Dukwi refugees feel unwanted

Dukwi refugees and asylum seekers suspect malice on the part of Botswana government when it cut water from the camp for the whole of the festive season, saying it is one way government is pushing them out.

On  December  9 last year, Water Utilities Corporation(WUC) cut off water supply at the Dukwi camp due to high water bill.  According to the refugees who preferred to speak on condition of anonymity, they were never informed of the water cut off. “When we asked the officer commandant about the water cut off he just told us off, and used unpalatable words,” said one refugee. The refugees said that they were given contradictory statements by the officer commandant who blamed the United Nations High Commissioner for Refugees [UNHCR] officials for water cuts while the latter blamed the former. Tired of being tossed around, some members of the refugee camp stormed into the commandant officer’s office demanding a meeting involving UNCHR and WUC. At the meeting the angry refugees were promised that water would be restored but two weeks passed without any development. Some of them resorted to drinking stagnant rain water around the camp and those with bicycles fetched water in Dukwi village.

Dukwi councillor Paulson Majaga said that they were shocked to see long queues at public standpipes and this created a rift between the villagers and people from the refugee camp. “There was commotion at the standpipes and it was sad seeing these people walking for more than three kilometres to fetch water,’’ said Majaga. He wondered at such inhuman treatment, “How do you deny your fellow human being a basic need like water? asked Majaga rhetorically. He said that the painful thing was that as the village leaders they were never informed by the refugee camp authorities that their residents would fetch water from their public stand pipes.

“At the end of the day the water is going to be paid for by the council and they (refugees camp authorities) will not be there to help us,’’ said the furious councillor who is also the deputy chairman for Tutume sub district council. Director in the ministry of defence, justice and security Ross Sanoto said that they consulted the village chief about the water situation at the camp. “I thought he would pass the message to other  stakeholders in the  village.”  Water was eventually restored at the camp on January1 this year after a December 31st meeting with WUC officials.

Restriction of movement
The ministry of defence, justice and security which is in charge of the camp has now come up with a new law that restricts the movement of refugees outside the camp. Only 15 permits are given out per week.
“Most of us rely on piece jobs (sic) to pay for electricity bills and buy other necessities but now we have been subjected to poverty as we are not allowed to go out of the camp,’’ said a distressed Burundian refugee. A Somali refugee who runs a tuckshop inside the camp said that business was going down and that he might close shop since refugees’ buying power has been reduced as they are not allowed to go out. “I was relying on those who got piece jobs (sic) outside the camp as they were my customers but government officials have now made life difficult for us,’’ he noted with a sad face.

Government response
Sanoto said that the restrictions are meant to protect them, “remember that they are asylum seekers and refugees and we do not want to compromise their security.’’

Accommodation
Another issue that has led asylum seekers and refugees at Dukwi camp wondering about the seriousness of Botswana government is that of giving shelter to those staying in tents.  On Sunday most of them were evacuated to the primary school after it was warned that there might be floods due to heavy rainfall in the area.
“UNCHR has built more than 20 houses and handed them to government to distribute them but the commandant officer is refusing to let some of us occupy the houses and we do not know why,” said one refugee.

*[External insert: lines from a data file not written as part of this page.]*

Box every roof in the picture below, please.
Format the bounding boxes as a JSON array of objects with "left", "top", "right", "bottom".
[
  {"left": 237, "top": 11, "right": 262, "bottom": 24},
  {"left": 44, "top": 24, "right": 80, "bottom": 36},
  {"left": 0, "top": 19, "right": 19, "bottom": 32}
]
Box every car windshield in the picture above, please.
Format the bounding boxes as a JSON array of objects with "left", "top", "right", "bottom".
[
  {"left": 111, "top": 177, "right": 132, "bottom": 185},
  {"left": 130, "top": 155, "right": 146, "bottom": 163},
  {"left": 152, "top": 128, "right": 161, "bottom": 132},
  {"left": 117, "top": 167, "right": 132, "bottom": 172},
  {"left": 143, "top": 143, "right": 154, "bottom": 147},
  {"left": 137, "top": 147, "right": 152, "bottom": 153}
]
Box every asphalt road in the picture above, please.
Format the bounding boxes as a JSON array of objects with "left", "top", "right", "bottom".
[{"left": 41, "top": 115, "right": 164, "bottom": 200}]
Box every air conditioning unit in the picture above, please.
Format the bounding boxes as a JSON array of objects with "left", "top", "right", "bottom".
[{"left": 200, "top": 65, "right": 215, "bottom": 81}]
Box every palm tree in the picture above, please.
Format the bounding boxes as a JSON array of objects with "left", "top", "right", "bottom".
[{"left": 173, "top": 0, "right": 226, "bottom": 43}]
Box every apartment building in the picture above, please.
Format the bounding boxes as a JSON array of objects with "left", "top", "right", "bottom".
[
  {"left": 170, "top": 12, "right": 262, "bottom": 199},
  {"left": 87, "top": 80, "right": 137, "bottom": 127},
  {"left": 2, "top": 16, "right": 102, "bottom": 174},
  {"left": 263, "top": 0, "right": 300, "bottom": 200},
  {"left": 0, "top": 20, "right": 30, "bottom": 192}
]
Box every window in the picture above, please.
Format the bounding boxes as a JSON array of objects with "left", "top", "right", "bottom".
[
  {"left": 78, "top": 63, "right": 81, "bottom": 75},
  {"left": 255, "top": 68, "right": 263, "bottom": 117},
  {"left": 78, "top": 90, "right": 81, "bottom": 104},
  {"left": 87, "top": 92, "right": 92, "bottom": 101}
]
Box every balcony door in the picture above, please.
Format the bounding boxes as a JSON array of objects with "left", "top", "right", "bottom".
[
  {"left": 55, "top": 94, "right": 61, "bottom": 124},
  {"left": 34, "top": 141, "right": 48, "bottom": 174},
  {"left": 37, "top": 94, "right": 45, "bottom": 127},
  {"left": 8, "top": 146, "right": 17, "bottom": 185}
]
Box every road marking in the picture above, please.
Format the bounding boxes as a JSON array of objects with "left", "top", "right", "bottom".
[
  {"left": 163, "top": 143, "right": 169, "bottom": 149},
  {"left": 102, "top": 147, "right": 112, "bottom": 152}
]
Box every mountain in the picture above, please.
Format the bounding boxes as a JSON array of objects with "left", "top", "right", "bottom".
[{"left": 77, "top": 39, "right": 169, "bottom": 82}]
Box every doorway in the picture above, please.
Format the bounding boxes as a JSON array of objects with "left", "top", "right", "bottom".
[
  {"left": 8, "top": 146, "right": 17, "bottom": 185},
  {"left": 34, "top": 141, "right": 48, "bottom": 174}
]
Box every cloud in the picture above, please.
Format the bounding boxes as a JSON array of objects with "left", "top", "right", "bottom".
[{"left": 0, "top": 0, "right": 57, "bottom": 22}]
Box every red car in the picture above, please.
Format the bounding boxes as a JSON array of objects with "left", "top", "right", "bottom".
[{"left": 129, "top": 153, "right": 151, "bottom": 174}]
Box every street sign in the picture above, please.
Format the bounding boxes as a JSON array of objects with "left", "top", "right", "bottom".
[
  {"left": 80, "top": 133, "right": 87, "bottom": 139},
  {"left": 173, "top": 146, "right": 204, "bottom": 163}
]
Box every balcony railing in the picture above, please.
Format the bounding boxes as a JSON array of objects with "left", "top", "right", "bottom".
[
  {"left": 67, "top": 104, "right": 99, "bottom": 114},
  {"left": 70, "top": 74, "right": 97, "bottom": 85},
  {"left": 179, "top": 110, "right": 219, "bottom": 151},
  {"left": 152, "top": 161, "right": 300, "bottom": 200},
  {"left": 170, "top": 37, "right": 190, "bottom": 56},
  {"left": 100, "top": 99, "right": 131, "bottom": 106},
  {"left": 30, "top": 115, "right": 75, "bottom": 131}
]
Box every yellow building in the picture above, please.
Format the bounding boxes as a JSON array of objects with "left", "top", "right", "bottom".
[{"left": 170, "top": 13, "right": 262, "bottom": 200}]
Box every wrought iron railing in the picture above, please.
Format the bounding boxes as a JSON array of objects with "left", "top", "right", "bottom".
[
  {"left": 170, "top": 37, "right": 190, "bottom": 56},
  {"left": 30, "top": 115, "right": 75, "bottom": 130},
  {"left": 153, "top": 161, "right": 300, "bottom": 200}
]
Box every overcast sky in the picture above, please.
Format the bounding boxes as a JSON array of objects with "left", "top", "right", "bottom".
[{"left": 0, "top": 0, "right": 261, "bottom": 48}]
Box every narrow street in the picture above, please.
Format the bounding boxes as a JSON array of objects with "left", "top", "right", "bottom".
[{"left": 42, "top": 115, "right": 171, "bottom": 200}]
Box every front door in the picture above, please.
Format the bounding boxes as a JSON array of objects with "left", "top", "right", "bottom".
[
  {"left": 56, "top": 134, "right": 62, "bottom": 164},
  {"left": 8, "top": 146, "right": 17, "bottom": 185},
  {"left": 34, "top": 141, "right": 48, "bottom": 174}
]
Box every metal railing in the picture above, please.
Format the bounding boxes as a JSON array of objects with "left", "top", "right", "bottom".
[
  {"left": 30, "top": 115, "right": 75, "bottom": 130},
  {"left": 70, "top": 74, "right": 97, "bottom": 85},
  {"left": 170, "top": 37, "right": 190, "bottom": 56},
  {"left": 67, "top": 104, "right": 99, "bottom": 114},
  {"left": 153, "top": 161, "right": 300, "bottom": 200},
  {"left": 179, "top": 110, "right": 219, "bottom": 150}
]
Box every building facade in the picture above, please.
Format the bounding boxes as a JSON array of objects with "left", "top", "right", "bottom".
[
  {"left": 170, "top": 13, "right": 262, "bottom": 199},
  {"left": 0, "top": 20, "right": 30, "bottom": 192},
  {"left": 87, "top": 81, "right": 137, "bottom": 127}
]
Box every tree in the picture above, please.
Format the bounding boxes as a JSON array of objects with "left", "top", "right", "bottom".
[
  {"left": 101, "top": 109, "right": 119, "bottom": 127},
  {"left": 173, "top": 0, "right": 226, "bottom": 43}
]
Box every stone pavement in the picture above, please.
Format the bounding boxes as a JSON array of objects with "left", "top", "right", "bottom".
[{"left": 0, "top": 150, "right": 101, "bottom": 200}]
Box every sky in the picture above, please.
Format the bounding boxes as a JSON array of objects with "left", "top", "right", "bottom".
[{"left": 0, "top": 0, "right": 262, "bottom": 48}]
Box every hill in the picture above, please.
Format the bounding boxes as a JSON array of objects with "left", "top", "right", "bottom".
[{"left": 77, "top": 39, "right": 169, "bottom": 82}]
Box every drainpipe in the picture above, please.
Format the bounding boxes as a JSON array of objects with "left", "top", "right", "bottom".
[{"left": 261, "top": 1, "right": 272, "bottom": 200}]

Northern Extra saw the houses that are still unoccupied while just a stone’s throw away, some of the reefugees and asylum seekers were still lodging in worn out white tents. Sanoto was not aware that the houses are complete and have been handed to his office. “There is a housing committee led by the commandant officer which is responsible for allocating houses and hope they will allocate them if they are ready,’’ said Sanoto. Dukwi refugee camp has over 3 000 refugees and most of them are from Somalia, Namibia, Burundi, Rwanda and other nationalities.
At press time  a response for a questionnaire to one Matthew Vincent of UNHCR was awaited.